Когда все шестеро были введены, я поставил их рядом с Яковом, который с изумлением глядел на все происходящее.
— Введи сюда Ахлестову, — сказал я. Когда вошла Ахлестова, я обратился к ней: — Ахлестова, вглядитесь в лица всех этих семерых людей. Не признаете ли вы среди них того человека, который пил с вами водку в сторожке на огороде, на Выборгской стороне в день убийства нашего брата?
Ахлестова внимательно стала всматриваться в лица стоявших перед ней и затем прямо, без колебания, подошла в Якову Григорьеву и проговорила:
— Этот самый человек! Я бы его из тысячи признала.
— Ври больше!.. — со злобой в голосе, стараясь, однако, скрыть свое смущение, сказал Григорьев.

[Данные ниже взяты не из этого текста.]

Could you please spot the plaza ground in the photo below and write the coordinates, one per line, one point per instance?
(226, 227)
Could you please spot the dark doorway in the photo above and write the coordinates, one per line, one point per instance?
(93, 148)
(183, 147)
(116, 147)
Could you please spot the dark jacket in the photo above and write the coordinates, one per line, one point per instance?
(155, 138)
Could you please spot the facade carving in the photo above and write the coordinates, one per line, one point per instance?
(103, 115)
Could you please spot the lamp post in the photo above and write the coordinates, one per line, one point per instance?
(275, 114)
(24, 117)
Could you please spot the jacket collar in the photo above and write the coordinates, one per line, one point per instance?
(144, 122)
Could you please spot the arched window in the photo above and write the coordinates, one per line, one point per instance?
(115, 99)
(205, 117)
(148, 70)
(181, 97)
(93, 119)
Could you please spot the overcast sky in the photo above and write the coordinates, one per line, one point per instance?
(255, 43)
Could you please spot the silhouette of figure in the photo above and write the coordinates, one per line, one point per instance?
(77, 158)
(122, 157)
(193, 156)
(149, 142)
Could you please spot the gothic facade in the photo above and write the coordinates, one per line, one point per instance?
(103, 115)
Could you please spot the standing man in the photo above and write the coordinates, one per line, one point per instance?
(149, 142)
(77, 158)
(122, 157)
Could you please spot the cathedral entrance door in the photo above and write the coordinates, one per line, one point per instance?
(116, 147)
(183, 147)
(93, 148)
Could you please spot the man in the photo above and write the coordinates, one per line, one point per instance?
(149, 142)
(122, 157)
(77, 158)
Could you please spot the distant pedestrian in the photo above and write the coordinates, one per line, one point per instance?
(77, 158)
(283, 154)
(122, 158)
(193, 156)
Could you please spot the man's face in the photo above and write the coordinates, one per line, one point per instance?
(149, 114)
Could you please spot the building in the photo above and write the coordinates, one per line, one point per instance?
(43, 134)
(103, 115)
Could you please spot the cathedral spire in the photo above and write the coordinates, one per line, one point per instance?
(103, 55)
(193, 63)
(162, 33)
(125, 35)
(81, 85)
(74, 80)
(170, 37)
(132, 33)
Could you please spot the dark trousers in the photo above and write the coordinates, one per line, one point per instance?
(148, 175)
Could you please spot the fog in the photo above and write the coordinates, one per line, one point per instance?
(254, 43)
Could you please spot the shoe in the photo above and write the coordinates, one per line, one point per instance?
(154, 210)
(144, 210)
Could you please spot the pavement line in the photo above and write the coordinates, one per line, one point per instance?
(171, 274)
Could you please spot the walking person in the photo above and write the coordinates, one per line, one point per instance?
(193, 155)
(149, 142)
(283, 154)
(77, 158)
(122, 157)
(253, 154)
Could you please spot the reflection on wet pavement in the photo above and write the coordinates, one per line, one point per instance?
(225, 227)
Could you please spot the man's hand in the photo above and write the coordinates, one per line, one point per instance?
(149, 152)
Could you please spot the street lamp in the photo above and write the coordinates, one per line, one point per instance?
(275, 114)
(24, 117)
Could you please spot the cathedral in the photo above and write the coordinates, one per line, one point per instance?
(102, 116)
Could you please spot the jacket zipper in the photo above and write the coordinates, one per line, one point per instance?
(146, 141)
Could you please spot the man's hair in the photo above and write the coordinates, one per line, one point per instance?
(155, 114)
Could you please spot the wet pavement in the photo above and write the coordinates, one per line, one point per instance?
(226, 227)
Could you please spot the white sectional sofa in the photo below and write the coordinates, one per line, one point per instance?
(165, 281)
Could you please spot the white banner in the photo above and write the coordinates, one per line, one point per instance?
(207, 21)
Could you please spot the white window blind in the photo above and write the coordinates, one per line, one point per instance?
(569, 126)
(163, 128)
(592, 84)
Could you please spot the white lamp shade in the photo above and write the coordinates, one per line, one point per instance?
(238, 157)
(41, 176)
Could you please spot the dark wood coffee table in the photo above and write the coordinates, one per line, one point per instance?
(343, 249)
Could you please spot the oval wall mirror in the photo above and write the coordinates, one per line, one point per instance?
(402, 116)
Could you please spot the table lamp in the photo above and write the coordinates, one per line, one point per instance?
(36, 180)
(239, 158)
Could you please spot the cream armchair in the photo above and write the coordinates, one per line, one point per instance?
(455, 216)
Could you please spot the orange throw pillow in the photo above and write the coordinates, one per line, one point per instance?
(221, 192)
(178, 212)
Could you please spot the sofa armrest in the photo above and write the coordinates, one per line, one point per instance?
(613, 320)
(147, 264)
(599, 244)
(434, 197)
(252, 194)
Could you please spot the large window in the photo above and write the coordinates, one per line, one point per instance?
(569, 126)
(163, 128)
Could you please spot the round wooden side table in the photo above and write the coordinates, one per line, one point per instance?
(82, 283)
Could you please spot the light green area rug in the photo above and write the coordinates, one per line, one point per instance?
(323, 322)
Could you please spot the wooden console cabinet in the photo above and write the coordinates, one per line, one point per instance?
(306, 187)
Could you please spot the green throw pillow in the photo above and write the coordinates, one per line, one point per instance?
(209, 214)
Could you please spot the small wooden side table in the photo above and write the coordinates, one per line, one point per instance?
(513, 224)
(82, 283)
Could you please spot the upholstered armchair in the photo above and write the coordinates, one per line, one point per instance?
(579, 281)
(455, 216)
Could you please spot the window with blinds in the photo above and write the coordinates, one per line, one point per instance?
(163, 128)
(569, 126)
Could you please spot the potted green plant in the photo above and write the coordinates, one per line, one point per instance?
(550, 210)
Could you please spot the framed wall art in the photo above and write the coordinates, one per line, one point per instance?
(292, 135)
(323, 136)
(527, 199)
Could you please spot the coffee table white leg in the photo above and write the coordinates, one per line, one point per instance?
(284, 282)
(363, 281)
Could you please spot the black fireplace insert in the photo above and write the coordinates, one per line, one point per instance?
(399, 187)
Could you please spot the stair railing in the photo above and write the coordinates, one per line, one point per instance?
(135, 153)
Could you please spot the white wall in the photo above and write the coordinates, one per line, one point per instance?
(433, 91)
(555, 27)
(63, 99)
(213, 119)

— Введи теперь сидельца из трактира «Старушка»!
Ввели сидельца.
— Вы говорили, что двадцатого числа в вашем заведении пьянствовал Иван Глазунов, убитый в ту же ночь, в обществе с неизвестным вам человеком, приметы которого вы, однако, хорошо запомнили. Вглядитесь внимательно в лица стоящих перед вами, не узнаете ли вы в ком-нибудь из них того незнакомца, который пьянствовал с Глазуновым?
— Это они-с будут! — решительным тоном сказал сиделец, подходя к Якову.
Шестерых арестантов увели, и я опять остался с глазу на глаз с Григорьевым.
— Ну, что скажешь теперь? — обратился я к Якову.
— Это все пустое!.. — проговорил он, тряхнув головой. — Все это вы нарочно придумали, чтобы меня с толку сбить, да не на такого напали!
— Как знаешь, Григорьев! Против тебя очень серьезные улики, есть даже такие свидетели, о которых ты и не подозреваешь. Я от души советую тебе сознаться во всем. Легче тебе на душе будет, да и наказание смягчат за твое чистосердечное признание.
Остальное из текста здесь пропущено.